First Post: I’m a Nervous Wreck

If my schedule holds true I’m writing this post a week before this blog is going live and I’m freaking out. Obviously there’s the usual nerves around starting a new project, particularly a project that means a lot to me and that I’ve wanted to do for years, but there’s a new flavor of anxiety that I haven’t experienced: I’m a huge, massive, fucking hypocrite.

Last night as I was changing out of work clothes and into my blintzes-macaroni-and-cheese-and-wine clothes my brain pointed out that I was doing this while trying to avoid looking at my naked body. This isn’t new, I’ve been avoiding my body for years, but last night my brain wanted me ask myself why I, a woman who often can’t touch her body, could dare presume to start a blog talking about bodies and sex (something which frequently has to do with bodies)? What a hypocrite.

Of course there are obvious holes in that. Namely there’s the fact that I don’t want this blog to be a ferociously positive, affirmation filled, love your flaws type of place. I want to write about my struggles with my body, how these struggles flow into my sex life and how I work with them. I want this blog to be honest, to talk about the things that make me feel ecstatic, and what makes me shut down (Hint: It’s a culture entrenched with transphobia and transmisogyny). Mostly I want to write this blog because when it comes to bodies and sex and trans women it’s hard to find a story I can relate to. When I read pieces written by and about trans women they’re often “I love my body and sex life now but it wasn’t always this way but it totally is now”-type pieces in which I find glimpses of similarities to my own life but often they’re so polished by the cis media that they’re not much use for me. I’m not saying that these personal narratives aren’t valid (they’re super valid) I would just like to see a wider range of personal experiences being shared.

As someone who wants to be an activist for improved quality of life for trans women I’m often frustrated by how little I’m actually doing. Part of this is that I don’t see how any of my skills could be useful but between working to make ends meet and dealing with anxiety and depression I simply don’t have time to learn more about civil disobedience, outreach, whatever else it is that I don’t feel qualified to do. What I do have are my life experiences, my writing, a deep interest in sex and belief that there’s great power in marginalized and oppressed people sharing their stories. And hey, I love sharing my stories about sex.

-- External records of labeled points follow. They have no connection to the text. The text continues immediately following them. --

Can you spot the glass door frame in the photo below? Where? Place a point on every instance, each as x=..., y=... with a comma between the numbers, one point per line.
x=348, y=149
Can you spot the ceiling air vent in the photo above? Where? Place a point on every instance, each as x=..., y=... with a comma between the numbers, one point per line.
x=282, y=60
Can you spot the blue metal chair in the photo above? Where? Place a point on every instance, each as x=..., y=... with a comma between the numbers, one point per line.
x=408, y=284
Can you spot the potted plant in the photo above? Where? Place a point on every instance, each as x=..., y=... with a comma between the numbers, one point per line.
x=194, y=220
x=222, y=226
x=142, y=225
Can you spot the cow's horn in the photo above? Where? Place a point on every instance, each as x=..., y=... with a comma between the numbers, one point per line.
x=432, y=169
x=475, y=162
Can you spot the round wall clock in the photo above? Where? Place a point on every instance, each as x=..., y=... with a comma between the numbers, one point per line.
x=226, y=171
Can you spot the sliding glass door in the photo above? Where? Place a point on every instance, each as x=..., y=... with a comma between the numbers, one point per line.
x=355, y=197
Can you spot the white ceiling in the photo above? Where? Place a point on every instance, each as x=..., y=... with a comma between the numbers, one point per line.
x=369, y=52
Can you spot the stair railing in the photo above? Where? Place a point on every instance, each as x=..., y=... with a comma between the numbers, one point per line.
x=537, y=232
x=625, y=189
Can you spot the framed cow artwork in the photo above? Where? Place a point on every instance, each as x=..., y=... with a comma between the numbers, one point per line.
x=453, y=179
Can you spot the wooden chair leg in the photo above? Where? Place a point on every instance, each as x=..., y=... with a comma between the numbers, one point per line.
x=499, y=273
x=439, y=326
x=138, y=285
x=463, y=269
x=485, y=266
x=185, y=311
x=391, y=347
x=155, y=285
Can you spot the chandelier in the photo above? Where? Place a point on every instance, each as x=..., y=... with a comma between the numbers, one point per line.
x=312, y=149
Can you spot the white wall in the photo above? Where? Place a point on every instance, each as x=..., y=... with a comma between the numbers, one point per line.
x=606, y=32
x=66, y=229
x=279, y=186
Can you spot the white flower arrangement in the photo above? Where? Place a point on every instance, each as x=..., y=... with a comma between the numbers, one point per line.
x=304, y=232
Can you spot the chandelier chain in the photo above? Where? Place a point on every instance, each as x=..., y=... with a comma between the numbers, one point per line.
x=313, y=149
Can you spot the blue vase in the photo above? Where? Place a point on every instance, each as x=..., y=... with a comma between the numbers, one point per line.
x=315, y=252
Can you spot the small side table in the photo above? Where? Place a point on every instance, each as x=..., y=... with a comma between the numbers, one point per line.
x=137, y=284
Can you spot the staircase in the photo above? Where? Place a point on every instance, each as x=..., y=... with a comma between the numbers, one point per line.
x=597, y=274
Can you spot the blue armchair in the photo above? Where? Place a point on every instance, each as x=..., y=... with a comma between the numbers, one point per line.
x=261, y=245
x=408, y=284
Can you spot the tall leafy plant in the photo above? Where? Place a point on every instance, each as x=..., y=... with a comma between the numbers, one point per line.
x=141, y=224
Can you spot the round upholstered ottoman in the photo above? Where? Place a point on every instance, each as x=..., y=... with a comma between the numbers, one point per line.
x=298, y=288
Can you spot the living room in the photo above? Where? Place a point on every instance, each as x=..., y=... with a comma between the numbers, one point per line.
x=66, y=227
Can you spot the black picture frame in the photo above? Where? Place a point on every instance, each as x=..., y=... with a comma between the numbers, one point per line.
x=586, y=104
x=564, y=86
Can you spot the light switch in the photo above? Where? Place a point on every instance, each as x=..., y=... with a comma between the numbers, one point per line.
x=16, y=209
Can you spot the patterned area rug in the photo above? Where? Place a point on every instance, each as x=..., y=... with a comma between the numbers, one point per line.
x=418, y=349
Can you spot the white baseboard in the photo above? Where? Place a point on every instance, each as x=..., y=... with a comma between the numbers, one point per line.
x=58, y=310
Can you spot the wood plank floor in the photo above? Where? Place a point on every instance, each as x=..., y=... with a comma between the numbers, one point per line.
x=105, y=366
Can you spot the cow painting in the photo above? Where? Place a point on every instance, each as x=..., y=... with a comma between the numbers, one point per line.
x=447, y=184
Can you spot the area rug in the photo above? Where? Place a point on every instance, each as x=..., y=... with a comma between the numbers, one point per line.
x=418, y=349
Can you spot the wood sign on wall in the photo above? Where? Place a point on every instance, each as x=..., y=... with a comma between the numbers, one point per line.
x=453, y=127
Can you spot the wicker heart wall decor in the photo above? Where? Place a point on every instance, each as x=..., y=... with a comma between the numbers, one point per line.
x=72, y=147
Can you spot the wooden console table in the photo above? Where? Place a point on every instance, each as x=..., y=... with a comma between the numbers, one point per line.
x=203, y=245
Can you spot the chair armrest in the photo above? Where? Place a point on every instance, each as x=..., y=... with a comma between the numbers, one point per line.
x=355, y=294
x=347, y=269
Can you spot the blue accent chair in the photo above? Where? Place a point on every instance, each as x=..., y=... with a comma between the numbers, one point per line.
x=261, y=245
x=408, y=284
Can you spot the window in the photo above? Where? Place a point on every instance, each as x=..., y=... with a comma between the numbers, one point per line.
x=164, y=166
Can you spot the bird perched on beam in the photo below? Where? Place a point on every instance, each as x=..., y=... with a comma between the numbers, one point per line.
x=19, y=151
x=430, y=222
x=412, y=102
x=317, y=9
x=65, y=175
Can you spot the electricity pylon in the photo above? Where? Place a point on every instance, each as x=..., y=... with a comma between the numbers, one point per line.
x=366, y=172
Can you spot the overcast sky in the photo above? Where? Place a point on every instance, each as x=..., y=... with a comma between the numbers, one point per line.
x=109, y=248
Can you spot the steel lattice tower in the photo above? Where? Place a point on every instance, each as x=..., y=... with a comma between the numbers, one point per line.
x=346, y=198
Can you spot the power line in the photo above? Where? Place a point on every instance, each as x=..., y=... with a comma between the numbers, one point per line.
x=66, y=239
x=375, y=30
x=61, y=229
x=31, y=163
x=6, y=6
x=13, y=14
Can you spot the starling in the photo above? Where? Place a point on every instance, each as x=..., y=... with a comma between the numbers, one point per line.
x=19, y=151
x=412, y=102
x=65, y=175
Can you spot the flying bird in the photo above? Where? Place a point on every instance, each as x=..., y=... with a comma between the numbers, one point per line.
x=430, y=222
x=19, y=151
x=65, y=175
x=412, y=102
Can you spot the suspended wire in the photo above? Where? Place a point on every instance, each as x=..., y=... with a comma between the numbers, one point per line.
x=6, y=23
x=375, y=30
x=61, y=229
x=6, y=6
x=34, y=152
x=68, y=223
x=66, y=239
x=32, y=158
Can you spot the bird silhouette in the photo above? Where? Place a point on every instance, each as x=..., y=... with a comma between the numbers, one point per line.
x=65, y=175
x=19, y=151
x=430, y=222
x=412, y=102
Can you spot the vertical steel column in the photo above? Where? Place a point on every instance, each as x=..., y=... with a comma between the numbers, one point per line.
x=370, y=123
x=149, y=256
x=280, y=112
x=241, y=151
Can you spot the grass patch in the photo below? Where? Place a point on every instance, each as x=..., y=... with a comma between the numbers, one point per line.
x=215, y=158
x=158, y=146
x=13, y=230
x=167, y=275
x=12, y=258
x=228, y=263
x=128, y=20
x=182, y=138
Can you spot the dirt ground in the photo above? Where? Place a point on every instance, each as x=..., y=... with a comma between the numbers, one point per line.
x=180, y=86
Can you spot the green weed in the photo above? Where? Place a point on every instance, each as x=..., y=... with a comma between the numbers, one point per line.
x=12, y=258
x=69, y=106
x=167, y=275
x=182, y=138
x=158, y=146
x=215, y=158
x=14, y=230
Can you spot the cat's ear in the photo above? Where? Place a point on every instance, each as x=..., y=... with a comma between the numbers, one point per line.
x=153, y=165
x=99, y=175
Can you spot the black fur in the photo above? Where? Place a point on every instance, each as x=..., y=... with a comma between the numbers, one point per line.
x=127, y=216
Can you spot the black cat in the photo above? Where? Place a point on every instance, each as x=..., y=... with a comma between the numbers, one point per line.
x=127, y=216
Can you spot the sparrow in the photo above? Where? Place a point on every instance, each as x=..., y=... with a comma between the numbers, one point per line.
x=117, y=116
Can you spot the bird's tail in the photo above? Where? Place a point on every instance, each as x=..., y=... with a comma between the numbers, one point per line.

When I write about myself I need to fight my learned behavior of sanitizing everything to be good a Good Representation Of Trans Women. This is where my feelings of hypocrisy come in. I feel as though I should just write things like “How I Learned To Love My Body”, “100 Ways Trans Women Are Just Like Cis Women”, “I Think Porn Is Exclusively Bad”, and “I Think Porn Is Exclusively Good.” My experiences aren’t as clean or nice as that and dammit if I’m going to put myself into a box of Good Representation of Trans Women. It’s not just that I’m not a “Good” (Read: makes cis people feel inspired or good about themselves) representation of trans women I’m not a representation of trans women PERIOD. I’m a representation of Constance Augusta Aloysius Zaber and that’s all I want to be. I hope that there are trans women who read what I write and find some comfort or help or connection or something in it but I don’t want, or claim, to Represent The Trans “Community.” So no sanitizing of my experiences here, particularly because doing so would strip the truth from my stories and probably make them boring. (If I did sanitize would I still be able to share my experience using a sex toy that shook my genitals so hard I pissed? Probably not and EVERYONE wants to hear that story.)

So my blog is going to have my messy, conflicting, sometimes unpleasant experiences but that’s ok because they’re my experiences. They’re my experiences as a trans woman who found that working on taking control of my sex life back from a cis society has helped me to find the rare moments of pleasure and comfort in my body and my life.

All that being said: I’m still nervous as fuck.